Here’s how it would impact your returns in that 30-person, $100 buy-in, winner take all bracket pool:
- Over 30 years you would pay TeamRankings a total of $1,170 for bracket picks
- If our picks double your odds to win pools, on average, you’d expect to earn a net of around $3,000 in extra prize money over that time period, after accounting for the $100 entry fee per year. Subtracting our $1,170 in fees, your profit on our picks would be $1,830 (a 56% return on investment) over 30 years.
- If our picks triple your odds to win pools, you’d expect to earn a net of around $6,000 in prize money. In that case, your profit on our picks would be $4,830 (a 313% return on investment).
That’s a pretty spectacular expected ROI. It goes up even further if you enter pools with bigger payouts; it goes down if you enter pools with smaller payouts. If you play multiple pools, the rate of return also goes up because additional pools (you can get pick recommendations for up to 30 different entries with our product) have no more fees associated with it. Since you cannot control time or make the NCAA hold multiple tournaments a year, one of the best ways to increase your edge is to play several pools with different rules.
The Non-Financial Impact
Of course, competing in bracket pools isn’t all about winning money. Let’s not forget:
- Bragging rights. Beating your husband or co-workers in a bracket pool grants you a full year of in-your-face, nice-try-buddy, better-luck-next-time gloating privileges. That is literally priceless to some people, we have learned. Especially the husband thing.

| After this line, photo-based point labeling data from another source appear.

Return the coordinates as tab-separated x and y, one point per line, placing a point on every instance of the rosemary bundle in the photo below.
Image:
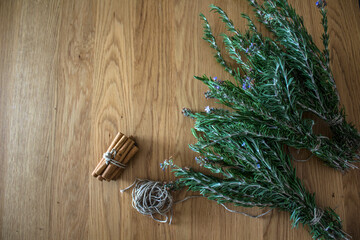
256	173
275	82
278	80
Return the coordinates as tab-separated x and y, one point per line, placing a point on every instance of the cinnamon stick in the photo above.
119	157
129	156
103	166
121	160
116	139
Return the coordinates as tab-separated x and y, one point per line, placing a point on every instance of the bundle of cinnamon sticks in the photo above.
119	153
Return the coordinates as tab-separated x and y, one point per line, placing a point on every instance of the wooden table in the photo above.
73	73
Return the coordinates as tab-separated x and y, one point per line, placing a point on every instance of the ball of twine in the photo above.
152	198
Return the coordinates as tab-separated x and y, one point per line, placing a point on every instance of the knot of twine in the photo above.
318	213
110	158
337	120
151	198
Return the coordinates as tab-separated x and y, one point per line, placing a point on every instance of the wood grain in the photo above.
73	73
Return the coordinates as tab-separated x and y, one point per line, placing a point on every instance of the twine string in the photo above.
318	213
337	120
151	198
317	147
110	158
296	159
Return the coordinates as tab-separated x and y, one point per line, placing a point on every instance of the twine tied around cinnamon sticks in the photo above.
115	159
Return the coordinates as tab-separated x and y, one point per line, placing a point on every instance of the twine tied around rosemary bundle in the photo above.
153	198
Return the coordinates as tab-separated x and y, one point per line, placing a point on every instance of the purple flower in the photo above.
208	94
207	109
321	3
186	112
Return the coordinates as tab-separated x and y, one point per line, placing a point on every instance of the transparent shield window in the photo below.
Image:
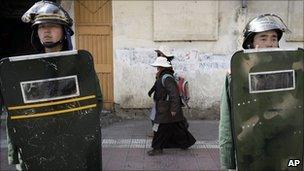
271	81
49	89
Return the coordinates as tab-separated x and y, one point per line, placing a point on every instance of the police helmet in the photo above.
263	23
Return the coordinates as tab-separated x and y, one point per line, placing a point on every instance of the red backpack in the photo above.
183	87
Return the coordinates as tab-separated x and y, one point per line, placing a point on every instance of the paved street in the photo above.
125	145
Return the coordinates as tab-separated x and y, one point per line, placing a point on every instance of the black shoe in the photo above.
155	152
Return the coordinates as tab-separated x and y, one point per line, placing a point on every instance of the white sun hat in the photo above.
164	50
161	62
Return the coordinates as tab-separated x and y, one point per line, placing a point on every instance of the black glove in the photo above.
151	91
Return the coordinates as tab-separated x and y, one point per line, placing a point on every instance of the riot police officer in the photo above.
51	32
264	31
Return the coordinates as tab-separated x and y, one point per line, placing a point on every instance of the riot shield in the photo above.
267	109
53	116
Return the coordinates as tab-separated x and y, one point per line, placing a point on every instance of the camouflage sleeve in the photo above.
227	151
98	94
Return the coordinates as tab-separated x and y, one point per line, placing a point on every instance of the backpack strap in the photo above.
163	83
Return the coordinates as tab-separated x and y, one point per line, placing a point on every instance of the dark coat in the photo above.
167	99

- The value of time. Most people don’t want to spend four days straight pouring all of their time into researching bracket picks. They’ve got jobs, kids, or all-terrain vehicles they could be spending valuable time with.
- Stress avoidance. Filling out a bracket can be incredibly nerve-wracking. Most people aren’t mathematicians who built sophisticated technology to identify the exact picks that maximize their win odds. You may not want to invite geeks like us to your next Thursday Night Beer Bust, but we at least have the data and research to help you make confident bracket decisions.

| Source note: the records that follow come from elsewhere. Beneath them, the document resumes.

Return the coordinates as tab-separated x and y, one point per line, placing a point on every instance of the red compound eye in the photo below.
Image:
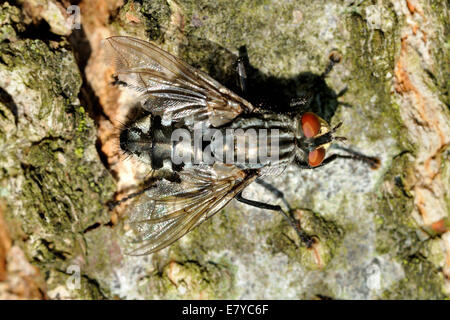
310	125
316	157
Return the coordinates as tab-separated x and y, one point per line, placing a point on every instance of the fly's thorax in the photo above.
148	141
254	142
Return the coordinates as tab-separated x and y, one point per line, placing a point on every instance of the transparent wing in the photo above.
171	87
170	210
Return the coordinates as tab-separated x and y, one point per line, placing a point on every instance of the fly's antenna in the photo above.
338	138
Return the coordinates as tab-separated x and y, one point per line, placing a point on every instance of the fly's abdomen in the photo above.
267	140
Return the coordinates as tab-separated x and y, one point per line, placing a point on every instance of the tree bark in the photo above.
383	234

All this stuff has very real monetary value for a lot of people. If you’re a hotshot lawyer with a $500/hour price tag, it costs you like $127 in lost billable time just to go to the bathroom, never mind spending an entire afternoon on bracket research.
Wrapping It Up
Losing in most years is an unavoidable dynamic of bracket pools. You should never expect to win.
However, occasional bracket pool wins more than make up for years of losses. You don’t need to win pools very often; you just need to win often enough to generate fantastic long term returns.

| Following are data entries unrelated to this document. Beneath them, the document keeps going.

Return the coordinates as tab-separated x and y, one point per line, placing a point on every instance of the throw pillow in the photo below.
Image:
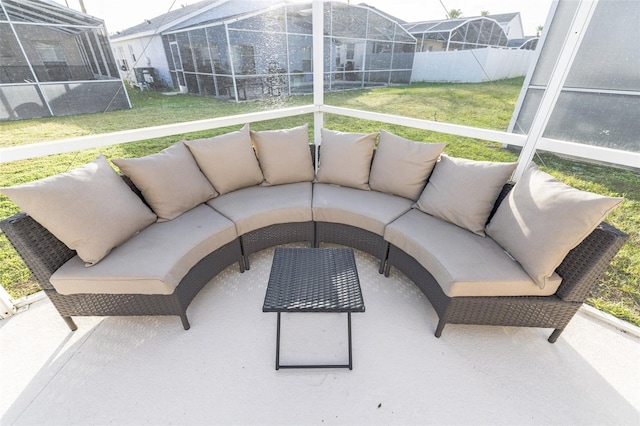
170	180
542	219
228	161
463	192
90	209
401	166
284	155
345	158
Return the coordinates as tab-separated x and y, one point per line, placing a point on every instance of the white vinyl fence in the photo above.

What you need, therefore, is a long term perspective. That level of understanding doesn’t come easy to many people, since it’s especially difficult to stick with an approach that may not deliver a big payoff for years.
But bracket pool players who employ smart, data-driven strategies AND are patient enough not to abandon the right strategy solely because of short term bad luck, will do very well for themselves.
You hear these same themes repeated by long-term winners in many other types of investment markets. They apply to bracket picking as well.